In practice, the process started with a website, Facebook page, and smartphone app that allowed users to upload a photo or video, choose a graphic design, change colours, choose a soundtrack, and enter up to 140 characters of text to be displayed on the car. Once approved, the submission was transmitted to the car via multiple 4G modems. Avolites’ new AI Server combined the graphic designs with the user’s colour preferences, keying the text, and incorporating the video files which were transmitted live to the car (rather than as files for upload). Some sophisticated pixel mapping then presented the output onto the car. The car was then recorded 24 hours a day (via another fully-rigged Mini, of course) and streamed live to the internet. It’s a perfect promotional feedback loop.

Kitting the car out was a technical challenge.

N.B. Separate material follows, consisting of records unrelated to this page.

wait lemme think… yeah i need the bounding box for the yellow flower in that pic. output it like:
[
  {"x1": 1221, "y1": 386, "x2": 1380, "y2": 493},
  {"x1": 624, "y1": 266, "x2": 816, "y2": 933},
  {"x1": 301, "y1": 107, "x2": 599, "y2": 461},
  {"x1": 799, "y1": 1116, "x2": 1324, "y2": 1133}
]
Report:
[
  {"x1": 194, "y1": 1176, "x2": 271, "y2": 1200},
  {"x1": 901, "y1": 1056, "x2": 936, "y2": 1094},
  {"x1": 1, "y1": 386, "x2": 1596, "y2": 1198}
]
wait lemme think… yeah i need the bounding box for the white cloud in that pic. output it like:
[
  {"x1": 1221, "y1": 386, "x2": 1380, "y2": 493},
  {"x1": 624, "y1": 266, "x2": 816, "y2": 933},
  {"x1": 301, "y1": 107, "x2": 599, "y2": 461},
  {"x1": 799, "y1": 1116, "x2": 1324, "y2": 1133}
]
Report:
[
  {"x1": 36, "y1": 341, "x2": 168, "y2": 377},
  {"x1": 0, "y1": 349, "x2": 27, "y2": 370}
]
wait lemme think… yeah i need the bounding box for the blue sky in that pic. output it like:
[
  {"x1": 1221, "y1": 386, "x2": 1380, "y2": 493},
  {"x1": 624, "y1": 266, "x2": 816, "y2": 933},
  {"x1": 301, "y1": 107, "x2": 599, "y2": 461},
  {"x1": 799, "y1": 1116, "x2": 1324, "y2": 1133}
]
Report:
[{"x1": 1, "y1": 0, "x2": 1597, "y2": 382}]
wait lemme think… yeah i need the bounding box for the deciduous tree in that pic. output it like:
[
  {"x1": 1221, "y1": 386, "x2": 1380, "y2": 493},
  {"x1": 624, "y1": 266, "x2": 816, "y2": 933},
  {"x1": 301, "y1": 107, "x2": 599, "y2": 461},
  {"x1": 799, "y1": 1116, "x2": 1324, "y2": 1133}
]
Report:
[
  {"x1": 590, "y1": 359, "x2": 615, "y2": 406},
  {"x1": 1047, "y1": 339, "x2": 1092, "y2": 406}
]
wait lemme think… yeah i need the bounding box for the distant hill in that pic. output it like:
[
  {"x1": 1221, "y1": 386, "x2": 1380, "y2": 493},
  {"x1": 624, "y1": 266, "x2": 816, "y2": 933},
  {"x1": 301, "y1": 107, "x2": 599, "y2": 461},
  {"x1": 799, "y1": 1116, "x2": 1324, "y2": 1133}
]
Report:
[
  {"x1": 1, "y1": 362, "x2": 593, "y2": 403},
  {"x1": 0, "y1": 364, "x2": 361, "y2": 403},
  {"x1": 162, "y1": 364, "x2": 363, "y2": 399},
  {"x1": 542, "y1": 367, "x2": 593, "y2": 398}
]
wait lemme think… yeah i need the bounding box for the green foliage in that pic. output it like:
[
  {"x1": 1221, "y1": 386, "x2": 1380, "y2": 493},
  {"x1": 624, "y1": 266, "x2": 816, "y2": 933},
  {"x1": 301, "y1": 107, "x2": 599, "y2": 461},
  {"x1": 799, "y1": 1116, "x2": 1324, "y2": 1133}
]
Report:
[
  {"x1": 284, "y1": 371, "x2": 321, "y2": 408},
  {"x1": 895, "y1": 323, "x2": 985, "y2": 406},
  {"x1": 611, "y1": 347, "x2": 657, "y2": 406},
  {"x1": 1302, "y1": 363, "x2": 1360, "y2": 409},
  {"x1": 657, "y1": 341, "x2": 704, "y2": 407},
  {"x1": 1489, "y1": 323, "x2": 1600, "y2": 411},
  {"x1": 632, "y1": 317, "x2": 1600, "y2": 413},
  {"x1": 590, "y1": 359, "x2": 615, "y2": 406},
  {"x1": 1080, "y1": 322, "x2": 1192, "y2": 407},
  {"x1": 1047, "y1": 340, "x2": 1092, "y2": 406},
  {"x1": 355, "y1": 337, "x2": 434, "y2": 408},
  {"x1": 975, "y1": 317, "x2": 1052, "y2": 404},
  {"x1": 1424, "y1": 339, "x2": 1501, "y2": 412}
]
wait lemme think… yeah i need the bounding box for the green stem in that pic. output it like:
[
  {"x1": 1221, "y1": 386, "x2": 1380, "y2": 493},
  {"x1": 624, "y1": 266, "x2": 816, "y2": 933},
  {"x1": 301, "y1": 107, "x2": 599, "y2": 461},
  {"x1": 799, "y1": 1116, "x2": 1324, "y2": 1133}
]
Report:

MORE THAN A MOBILE CHRISTMAS TREE

The Mini Countryman was completely gutted and rebuilt by Tait Technologies. A generator was installed to provide power while driving, as well as additional air conditioning to keep the electronics cool. The car was covered with custom-made LED strips backed in velcro, which attached directly to the car. Each strip could be replaced relatively easily if a fault occurred. The crew counted around 48,000 pixels on the car, which weighed in at a hefty two tonne.

There were two ‘modes’: driving and static. Special permission was granted by Westminster Council, London Police, and Transport for London to allow the car to drive while active. The only condition was that no lights could be active on the back of the car while driving. The car was driven eight hours a day (between 7pm and 3am), while for the other 16 hours a day it stood in conspicuous London locations such as Tower Bridge and Pall Mall. When static, the car was plugged into mains power and a satellite system to provide for greater data connectivity and a third broadcast camera was added to provide an additional angle.

THE BRAINS TRUST

The project was conceived and managed by Berlin-based agency, KKLD*, which not only came up with the concept, but designed and managed the complex IT aspects of the project.

Damn Good Productions (with offices in Sydney and London) was engaged by KKLD* to design and operate the camera, switching, and streaming systems, and to provide local support to the event including crew and logistics.

Damn Good provided a full HD, fully-mobile broadcast quality turnkey system. The LED car has a camera attached to the roof with a wide-angle lens – this was then transmitted in full HD by a Gigawave microwave system to a second Mini, set up as a portable control room. The ‘camera’ car had a second camera on its roof, this time with a pan and tilt head operated by the switcher riding inside. Both cameras were then fed into a Tricaster, where the signals are mixed and a soundtrack added. The HD output was then fed to a LiveU LU70, which bonds multiple 3G and 4G modems to output a stream in excess of 5Mbs, and the signal then transmitted to both Ustream (which streamed the event 24 hours a day for two weeks), and also to a custom system which could determine the time of each clip, cut it from the stream, add a top and tail with the user’s name on it, and then deliver it to YouTube — sending the punter an auto notification in the process.

Clearly this was a deceptively complex IT and AV art project that brought together everything a marketeer loves: brand recognition, media buzz, social media feedback, and lasting international PR repercussions (we’re talking about it four months later after all!).

And no, Mini has no plans to release the one-off Countryman as a production model!